There was no mention of the fact that the steel pillar that the 21-year-old luger slammed his back into at racetrack speeds wasn’t padded, or that Olympic lugers were terrified of the track.

The New York Times did a Page One story Sunday on that topic, headlined “Fast and Risky, Sledding Track Drew Red Flags.”


Also on Sunday, The Times blasted the luge federation for its findings in a story headlined “Quick to Blame in Luge, and Showing No Shame.”


“Olympic officials treated the death of Nodar Kumaritashvili, the Georgian luge athlete, less as a tragedy than as an inconvenience,”
The Times wrote.

Back injuries aren’t the only thing to anticipate with these luge races. Last week a Romanian, Violeta Stramaturaru was knocked unconscious on Thursday and taken to a hospital after slamming into a wall several times.


Here’s the best summation we read of the tragedy over the weekend, by New York Daily News sports columnist Filip Bondy.

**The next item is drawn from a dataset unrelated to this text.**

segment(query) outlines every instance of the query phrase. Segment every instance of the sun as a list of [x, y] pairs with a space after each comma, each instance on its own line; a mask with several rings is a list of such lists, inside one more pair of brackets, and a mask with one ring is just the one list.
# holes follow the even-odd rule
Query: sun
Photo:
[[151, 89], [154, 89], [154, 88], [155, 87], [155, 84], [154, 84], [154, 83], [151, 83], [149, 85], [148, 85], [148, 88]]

“In the end, it wasn’t the halfpipe or the freestanding aerials that turned the Winter Olympic into a gallows,” he wrote Saturday. “It was as slippery-sloped luge track, designed by someone who didn’t know the sport and nurtured by a system that reward outrageous risk-taking.”

The New York Times Saturday said in a Page One story that the Georgian’s death “casts a pall” over the Winter games.


On the sports pages that same day, The Times noted that the Winter Olympics have “had ample adversity and controversy,” from too-little snow “and doping” scandals, “but genuine tragedy has been a rarity.

Prompted by last week’s death, Olympics officials have taken steps to make the luge track safer. For example, they have moved the men’s start line farther down the track.

We’ll see if that helps – and hold our breath for when the supposedly really dangerous competition starts: snowboarding.